In his document prepared for the Kind of Botswana, Trower cites the example of the US Embassy in Moscow, which was irradiated with low level microwave energy during the Cold War. The consequences of this radiation, says Trower, were multiple cancers, leukaemias and other illnessess that appeared among Embassy workers and their relatives.
Regarding exposure to people and especially children to low levels of Wi Fi radiation, Trower said: “That’s wrong”, as he asserted there are no safe levels of exposure to that kind of radiation. According to his research and the International Commission for Non-Ionizing Radiation Protection Guidelines, children, the elderly and people with poor health are the most likely to have less tolerance to Wi Fi radiation, that is why he considers it inadmissible to promote the installation of Wi Fi technology in highly populated areas or places like schools, where children spend a great deal of time.
Barrie Trower, a British physicist who carried out research for the Royal Navy and military intelligence into the effects of microwave radiation, has come out of retirement to exhort bodies such as Health Canada to heed his life’s work.
Others disagree with Trower:
The claim by Trower that Wi-Fi can cause DNA damage is based on a study that was later withdrawn because of scientific fraud. No properly conducted scientific studies have ever demonstrated DNA damage or any other serious effect from microwaves within existing safety standards. Virtually all of the public health authorities of the industrialized world including the World Health Organization, and Health Canada have reviewed the scientific literature and concluded that there is no credible evidence that Wi-Fi, cell phones, etc. cause health effects.
However, looking at the link the head of the ethics committee that found the data was fabricated was a lawyer for the telecom industry. Either the data was falsified, or good scientists were discredited and fired due to industry pressure.
Rüdiger says he initially agreed to withdraw both papers based on the ethics committee’s findings. But several days later, he discovered that the chair of the ethics committee was a lawyer who had worked for a telecom company. He also says that Kratochvil denies any wrongdoing.

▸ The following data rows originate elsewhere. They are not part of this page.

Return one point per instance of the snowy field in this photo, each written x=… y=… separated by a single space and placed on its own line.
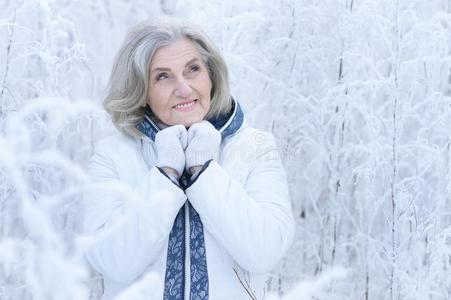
x=358 y=93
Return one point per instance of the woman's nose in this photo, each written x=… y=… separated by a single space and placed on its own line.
x=183 y=89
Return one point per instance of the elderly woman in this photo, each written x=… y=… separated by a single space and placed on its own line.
x=214 y=213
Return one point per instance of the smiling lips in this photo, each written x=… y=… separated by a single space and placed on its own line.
x=186 y=106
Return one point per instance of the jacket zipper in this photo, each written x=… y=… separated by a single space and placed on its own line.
x=187 y=254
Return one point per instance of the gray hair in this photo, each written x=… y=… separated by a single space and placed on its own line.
x=129 y=80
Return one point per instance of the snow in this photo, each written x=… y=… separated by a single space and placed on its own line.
x=357 y=93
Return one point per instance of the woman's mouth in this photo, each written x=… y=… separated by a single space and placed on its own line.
x=185 y=106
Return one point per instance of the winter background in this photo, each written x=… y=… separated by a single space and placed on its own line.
x=357 y=92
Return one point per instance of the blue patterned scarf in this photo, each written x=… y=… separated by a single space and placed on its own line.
x=174 y=285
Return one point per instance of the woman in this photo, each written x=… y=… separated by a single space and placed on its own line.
x=213 y=212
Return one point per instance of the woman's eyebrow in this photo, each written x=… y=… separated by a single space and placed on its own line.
x=168 y=69
x=191 y=61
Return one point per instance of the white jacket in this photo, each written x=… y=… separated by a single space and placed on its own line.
x=242 y=199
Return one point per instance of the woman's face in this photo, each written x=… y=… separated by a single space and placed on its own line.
x=179 y=84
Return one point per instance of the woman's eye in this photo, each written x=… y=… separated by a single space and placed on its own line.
x=161 y=76
x=194 y=68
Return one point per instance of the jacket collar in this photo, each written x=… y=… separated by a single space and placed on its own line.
x=226 y=124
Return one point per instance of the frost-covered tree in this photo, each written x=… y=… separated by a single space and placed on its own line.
x=358 y=93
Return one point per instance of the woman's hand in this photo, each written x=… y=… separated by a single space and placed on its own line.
x=170 y=144
x=203 y=144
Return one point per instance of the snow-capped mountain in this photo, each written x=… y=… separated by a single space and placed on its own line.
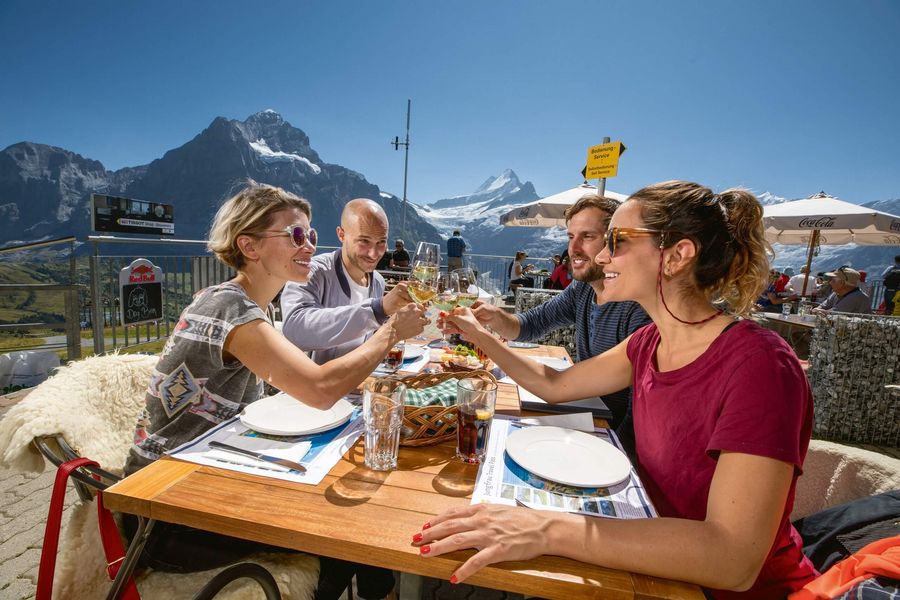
x=871 y=259
x=45 y=191
x=477 y=216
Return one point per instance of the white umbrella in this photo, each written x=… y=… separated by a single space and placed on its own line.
x=550 y=211
x=823 y=219
x=834 y=222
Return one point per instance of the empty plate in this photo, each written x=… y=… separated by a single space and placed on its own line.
x=567 y=456
x=283 y=415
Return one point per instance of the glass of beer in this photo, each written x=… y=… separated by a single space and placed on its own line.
x=475 y=401
x=383 y=414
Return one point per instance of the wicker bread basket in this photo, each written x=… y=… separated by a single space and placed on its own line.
x=427 y=425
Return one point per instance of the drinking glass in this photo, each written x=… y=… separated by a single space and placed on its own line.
x=427 y=253
x=383 y=414
x=423 y=280
x=475 y=401
x=468 y=286
x=447 y=293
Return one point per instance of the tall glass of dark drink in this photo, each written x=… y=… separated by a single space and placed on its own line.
x=475 y=400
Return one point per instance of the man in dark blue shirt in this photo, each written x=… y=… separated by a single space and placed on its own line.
x=456 y=247
x=599 y=325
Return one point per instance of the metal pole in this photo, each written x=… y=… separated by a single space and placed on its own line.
x=97 y=302
x=405 y=167
x=601 y=185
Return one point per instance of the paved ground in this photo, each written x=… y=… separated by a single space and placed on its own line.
x=24 y=499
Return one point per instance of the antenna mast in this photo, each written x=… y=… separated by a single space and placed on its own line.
x=397 y=143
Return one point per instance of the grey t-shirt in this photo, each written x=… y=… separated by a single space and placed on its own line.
x=192 y=388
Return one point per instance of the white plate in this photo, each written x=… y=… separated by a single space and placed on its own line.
x=283 y=415
x=411 y=352
x=569 y=457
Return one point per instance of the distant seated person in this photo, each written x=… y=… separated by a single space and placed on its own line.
x=518 y=271
x=561 y=278
x=782 y=279
x=845 y=293
x=342 y=304
x=400 y=257
x=772 y=298
x=384 y=263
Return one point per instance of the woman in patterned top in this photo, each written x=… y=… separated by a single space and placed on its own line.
x=722 y=410
x=224 y=347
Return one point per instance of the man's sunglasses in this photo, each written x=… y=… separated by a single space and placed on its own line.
x=298 y=235
x=617 y=234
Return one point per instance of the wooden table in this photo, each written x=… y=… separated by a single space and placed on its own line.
x=367 y=516
x=795 y=329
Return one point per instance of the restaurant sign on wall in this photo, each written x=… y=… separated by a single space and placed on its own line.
x=140 y=292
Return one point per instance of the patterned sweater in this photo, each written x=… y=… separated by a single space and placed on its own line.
x=597 y=329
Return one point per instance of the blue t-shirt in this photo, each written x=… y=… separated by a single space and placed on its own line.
x=456 y=246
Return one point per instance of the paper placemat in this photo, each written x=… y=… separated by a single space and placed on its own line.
x=325 y=449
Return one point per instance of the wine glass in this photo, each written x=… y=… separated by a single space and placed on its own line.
x=427 y=254
x=468 y=286
x=448 y=292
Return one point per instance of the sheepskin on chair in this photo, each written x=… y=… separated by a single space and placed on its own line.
x=94 y=404
x=834 y=474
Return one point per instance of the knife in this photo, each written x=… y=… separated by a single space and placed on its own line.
x=259 y=456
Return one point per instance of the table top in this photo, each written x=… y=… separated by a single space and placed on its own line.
x=367 y=516
x=808 y=321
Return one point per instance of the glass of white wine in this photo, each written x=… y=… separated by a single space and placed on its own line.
x=468 y=286
x=448 y=292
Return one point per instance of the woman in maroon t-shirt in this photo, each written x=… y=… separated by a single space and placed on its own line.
x=722 y=410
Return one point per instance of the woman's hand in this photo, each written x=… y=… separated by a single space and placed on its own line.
x=499 y=533
x=462 y=320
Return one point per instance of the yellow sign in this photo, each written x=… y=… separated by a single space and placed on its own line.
x=603 y=160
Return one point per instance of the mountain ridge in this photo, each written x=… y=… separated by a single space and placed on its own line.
x=45 y=190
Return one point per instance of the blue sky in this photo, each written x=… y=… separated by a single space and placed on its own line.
x=787 y=97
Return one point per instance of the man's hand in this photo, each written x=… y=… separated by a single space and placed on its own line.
x=496 y=319
x=410 y=320
x=396 y=299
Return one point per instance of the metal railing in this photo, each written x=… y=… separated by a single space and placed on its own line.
x=70 y=299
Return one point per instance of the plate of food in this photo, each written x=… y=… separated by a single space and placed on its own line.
x=463 y=358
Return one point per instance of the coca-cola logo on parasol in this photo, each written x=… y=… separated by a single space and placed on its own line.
x=820 y=223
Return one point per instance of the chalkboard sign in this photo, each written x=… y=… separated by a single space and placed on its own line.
x=140 y=292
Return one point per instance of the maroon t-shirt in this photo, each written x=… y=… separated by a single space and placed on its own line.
x=745 y=393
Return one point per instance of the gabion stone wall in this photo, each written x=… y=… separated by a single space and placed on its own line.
x=851 y=360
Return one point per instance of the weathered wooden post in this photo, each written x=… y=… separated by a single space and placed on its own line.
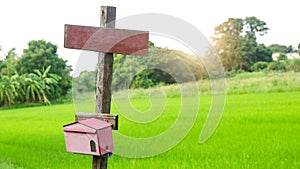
x=106 y=40
x=104 y=78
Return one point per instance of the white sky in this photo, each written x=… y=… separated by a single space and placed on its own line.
x=26 y=20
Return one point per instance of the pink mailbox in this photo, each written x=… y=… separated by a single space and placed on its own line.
x=90 y=136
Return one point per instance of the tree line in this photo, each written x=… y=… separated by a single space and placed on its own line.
x=235 y=41
x=38 y=76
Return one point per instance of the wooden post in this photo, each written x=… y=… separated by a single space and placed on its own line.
x=106 y=41
x=104 y=78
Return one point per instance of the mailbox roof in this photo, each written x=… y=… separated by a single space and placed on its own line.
x=87 y=126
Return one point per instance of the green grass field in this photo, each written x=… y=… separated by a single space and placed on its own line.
x=258 y=130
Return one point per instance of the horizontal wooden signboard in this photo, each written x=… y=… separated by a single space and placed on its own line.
x=129 y=42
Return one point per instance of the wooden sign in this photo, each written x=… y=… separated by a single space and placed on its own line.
x=108 y=40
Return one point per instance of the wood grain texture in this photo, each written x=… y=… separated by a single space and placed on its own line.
x=110 y=118
x=99 y=39
x=104 y=78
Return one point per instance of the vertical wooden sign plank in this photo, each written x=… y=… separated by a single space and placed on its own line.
x=104 y=78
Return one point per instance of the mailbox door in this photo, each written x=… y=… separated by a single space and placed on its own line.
x=105 y=140
x=82 y=143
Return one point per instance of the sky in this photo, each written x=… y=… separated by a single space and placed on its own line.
x=26 y=20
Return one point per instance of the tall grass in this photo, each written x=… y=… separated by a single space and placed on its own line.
x=259 y=129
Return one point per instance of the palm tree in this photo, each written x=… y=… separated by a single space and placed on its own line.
x=9 y=89
x=47 y=82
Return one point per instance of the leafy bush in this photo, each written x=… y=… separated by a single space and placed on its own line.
x=277 y=66
x=259 y=66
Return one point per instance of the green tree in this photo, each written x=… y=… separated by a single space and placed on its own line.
x=276 y=48
x=8 y=65
x=235 y=42
x=41 y=54
x=8 y=90
x=47 y=82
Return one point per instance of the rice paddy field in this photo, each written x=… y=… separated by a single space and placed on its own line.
x=260 y=128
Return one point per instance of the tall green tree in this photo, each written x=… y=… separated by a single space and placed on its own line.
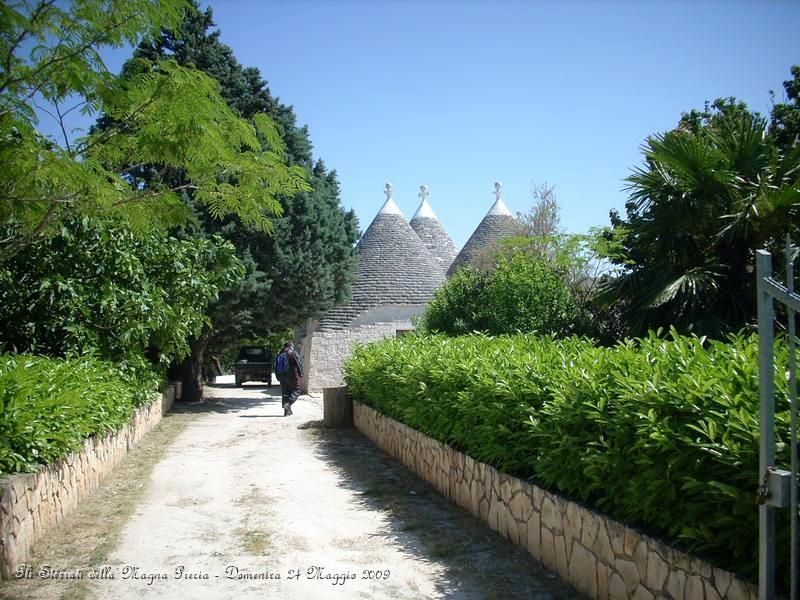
x=162 y=114
x=96 y=287
x=305 y=265
x=711 y=192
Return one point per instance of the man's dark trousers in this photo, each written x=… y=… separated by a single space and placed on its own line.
x=289 y=392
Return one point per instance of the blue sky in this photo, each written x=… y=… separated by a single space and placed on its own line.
x=457 y=95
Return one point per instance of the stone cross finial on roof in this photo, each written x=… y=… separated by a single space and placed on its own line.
x=498 y=190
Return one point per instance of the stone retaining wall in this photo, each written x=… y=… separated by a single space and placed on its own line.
x=32 y=503
x=599 y=556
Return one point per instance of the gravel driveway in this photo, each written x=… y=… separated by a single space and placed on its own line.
x=248 y=504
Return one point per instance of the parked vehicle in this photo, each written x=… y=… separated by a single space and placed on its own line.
x=253 y=363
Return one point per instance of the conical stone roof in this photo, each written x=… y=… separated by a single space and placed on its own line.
x=498 y=223
x=394 y=267
x=433 y=235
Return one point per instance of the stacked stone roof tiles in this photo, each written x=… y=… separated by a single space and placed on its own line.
x=496 y=225
x=434 y=236
x=394 y=267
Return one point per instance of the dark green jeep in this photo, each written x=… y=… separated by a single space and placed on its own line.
x=253 y=363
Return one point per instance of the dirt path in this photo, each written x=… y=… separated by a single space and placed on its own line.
x=248 y=504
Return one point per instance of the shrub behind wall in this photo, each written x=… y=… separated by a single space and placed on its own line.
x=660 y=434
x=49 y=406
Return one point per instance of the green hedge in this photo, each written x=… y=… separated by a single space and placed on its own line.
x=49 y=406
x=659 y=434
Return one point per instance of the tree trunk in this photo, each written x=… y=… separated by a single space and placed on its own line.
x=192 y=368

Are people getting worked up about nothing? Trower says every single phone call is recorded and logged by governments. They don’t want to lose this ability or the location technology that allows them to track everyone with a cell phone. Then there is the fact that this is a three trillion dollar per year industry giving the financial incentive to hide negative health effects.
So, I’d like to read some of these thousands of papers of which Trower speaks. Are they available?